Thibaut Roulon a réalisé une thèse au Laboratoire de Biophysique du Muséum National d’Histoire Naturelle, dirigée par le Pr Claude Hélène. De 2002 à 2004, il a occupé des fonctions opérationnelles dans la société de biotechnologie Anosys Inc. (Menlo Park, CA, USA), contribuant notamment au lancement d’un essai clinique de phase II ainsi qu’au développement d’une plate-forme technologique.

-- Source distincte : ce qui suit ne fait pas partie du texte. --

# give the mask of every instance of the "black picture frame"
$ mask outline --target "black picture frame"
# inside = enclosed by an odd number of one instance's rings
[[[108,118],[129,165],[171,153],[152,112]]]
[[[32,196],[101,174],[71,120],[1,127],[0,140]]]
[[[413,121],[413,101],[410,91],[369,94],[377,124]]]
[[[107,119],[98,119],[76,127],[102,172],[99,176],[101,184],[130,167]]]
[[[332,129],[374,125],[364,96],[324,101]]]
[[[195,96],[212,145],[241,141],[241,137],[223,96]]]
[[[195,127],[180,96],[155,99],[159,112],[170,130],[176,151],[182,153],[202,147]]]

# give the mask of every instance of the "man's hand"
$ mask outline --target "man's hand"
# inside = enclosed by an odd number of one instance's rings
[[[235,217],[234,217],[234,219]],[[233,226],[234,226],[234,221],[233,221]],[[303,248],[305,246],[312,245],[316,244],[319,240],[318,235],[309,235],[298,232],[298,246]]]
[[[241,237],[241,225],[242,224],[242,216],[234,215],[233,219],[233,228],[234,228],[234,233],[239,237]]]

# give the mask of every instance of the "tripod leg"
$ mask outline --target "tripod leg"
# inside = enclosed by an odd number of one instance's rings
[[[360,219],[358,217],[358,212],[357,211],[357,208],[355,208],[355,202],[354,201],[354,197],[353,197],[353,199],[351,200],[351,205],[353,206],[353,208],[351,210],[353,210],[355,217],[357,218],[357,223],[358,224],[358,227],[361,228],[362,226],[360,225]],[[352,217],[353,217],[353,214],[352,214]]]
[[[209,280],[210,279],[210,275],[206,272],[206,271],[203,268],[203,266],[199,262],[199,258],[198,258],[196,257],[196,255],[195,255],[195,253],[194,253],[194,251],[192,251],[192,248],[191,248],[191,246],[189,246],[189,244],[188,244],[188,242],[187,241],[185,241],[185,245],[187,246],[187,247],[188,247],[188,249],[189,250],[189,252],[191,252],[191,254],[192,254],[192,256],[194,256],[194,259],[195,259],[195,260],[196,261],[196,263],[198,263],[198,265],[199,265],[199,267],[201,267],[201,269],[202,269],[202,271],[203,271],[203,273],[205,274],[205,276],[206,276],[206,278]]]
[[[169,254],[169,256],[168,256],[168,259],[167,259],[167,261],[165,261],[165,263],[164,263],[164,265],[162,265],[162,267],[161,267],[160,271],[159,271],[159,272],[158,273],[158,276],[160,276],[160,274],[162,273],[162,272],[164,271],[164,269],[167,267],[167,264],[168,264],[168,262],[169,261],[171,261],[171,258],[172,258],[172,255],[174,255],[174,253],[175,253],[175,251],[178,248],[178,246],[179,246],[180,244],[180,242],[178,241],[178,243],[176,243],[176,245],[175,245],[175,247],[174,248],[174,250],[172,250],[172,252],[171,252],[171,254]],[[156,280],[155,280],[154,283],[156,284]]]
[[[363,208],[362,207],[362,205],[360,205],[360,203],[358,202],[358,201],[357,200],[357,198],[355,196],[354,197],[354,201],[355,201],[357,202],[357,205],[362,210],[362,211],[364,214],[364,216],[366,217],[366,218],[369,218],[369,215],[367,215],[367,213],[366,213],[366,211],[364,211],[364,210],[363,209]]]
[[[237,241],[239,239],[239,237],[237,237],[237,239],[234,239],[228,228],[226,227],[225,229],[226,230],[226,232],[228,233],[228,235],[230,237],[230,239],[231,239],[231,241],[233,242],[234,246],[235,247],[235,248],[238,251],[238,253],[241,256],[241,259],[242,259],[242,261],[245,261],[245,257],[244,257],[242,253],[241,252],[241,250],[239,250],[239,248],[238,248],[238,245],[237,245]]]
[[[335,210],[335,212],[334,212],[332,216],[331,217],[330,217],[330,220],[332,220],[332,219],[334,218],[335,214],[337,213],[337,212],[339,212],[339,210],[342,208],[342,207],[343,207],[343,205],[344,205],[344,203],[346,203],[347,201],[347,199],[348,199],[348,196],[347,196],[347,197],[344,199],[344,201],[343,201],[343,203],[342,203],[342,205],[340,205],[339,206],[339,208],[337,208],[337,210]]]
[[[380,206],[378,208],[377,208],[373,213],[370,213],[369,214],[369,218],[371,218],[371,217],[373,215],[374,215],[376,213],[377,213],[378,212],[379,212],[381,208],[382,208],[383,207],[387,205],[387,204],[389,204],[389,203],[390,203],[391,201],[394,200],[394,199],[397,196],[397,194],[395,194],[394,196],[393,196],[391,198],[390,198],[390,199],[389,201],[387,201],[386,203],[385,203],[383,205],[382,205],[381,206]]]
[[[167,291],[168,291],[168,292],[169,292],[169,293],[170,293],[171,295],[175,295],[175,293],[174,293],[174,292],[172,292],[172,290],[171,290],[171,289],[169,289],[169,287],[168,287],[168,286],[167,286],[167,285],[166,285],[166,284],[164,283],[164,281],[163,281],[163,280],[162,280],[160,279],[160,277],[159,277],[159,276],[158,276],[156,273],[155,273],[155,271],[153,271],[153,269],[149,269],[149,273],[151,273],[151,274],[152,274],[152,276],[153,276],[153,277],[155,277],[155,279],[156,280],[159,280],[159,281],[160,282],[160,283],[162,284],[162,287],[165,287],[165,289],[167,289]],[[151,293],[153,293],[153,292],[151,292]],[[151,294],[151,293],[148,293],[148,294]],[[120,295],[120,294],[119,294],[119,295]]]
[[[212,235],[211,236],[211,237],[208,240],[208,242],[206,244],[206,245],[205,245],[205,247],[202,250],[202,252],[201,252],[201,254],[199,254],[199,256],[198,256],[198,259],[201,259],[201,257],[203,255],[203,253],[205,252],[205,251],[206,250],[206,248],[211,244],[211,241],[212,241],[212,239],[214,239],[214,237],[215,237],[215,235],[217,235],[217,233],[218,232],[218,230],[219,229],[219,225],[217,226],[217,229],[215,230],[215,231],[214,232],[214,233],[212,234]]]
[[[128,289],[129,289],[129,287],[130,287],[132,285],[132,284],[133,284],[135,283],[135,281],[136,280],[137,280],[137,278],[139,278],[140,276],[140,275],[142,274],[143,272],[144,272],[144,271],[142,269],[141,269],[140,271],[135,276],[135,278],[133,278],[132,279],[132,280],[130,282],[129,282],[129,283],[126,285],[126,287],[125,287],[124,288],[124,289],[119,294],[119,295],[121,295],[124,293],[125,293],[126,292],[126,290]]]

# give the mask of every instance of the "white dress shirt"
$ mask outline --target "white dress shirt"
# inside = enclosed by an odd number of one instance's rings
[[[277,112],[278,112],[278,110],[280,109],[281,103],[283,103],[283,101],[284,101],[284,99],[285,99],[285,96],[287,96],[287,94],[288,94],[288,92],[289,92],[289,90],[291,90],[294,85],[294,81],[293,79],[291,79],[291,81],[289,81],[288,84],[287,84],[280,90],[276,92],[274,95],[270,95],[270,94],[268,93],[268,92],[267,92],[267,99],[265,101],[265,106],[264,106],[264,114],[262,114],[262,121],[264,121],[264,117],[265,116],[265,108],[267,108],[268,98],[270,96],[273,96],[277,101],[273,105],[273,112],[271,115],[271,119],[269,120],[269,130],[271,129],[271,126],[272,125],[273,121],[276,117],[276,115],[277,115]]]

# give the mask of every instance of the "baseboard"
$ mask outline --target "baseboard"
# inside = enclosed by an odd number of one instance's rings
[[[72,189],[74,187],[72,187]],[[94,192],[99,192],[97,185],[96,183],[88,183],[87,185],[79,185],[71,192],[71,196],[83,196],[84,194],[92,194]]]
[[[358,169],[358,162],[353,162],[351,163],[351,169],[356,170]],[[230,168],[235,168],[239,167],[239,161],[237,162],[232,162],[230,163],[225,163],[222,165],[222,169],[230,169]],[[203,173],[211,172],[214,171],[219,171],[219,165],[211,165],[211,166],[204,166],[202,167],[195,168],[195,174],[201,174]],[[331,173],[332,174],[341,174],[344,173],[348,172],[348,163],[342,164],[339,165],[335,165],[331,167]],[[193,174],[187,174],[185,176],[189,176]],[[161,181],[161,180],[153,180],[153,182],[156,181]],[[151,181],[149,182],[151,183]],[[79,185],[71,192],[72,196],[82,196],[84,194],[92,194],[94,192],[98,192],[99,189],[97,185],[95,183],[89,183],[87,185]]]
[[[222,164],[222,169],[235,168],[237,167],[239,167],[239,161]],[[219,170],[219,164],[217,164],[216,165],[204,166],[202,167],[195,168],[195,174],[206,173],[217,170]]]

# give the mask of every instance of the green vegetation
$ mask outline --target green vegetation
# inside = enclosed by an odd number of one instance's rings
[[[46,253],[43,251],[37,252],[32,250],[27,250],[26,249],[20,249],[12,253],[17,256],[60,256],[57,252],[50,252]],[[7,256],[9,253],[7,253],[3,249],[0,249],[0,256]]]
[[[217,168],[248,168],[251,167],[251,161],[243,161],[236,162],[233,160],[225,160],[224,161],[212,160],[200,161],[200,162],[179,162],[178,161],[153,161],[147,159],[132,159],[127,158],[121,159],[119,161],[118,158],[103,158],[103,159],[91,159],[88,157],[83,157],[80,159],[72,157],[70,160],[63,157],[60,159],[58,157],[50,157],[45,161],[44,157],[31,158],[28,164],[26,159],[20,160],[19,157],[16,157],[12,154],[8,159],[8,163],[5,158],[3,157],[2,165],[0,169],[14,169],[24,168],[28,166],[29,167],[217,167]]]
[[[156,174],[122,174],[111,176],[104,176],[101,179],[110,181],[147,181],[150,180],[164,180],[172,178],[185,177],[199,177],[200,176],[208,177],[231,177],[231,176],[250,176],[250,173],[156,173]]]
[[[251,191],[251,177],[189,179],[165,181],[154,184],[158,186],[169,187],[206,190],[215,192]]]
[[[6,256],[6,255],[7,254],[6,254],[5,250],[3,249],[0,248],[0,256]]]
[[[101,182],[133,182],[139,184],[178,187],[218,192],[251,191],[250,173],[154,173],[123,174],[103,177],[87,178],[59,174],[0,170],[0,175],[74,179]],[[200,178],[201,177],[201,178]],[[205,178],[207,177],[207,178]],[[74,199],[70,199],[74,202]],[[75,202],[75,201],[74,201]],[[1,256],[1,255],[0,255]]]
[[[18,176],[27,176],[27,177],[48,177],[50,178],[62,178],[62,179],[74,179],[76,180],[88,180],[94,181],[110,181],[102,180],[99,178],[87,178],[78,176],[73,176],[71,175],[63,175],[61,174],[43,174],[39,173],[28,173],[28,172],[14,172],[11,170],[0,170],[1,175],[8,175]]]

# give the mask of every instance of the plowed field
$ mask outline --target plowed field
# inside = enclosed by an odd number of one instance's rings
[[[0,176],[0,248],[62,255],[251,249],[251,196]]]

En 2005, il rejoint Bioam Gestion, une société de gestion spécialisée dans le financement des entreprises innovantes du domaine des sciences de la vie, puis CDC Entreprises en 2010, dans le cadre du rapprochement de Bioam Gestion et de CDC Entreprises. Il est aujourd’hui Directeur d’investissements chez Bpifrance.
Chargé de projet de l’accélérateur Bpifrance Hub HealthTech, Raphaël Dider est notamment spécialiste des marchés innovants de la santé : healthtech, medtech, biotech.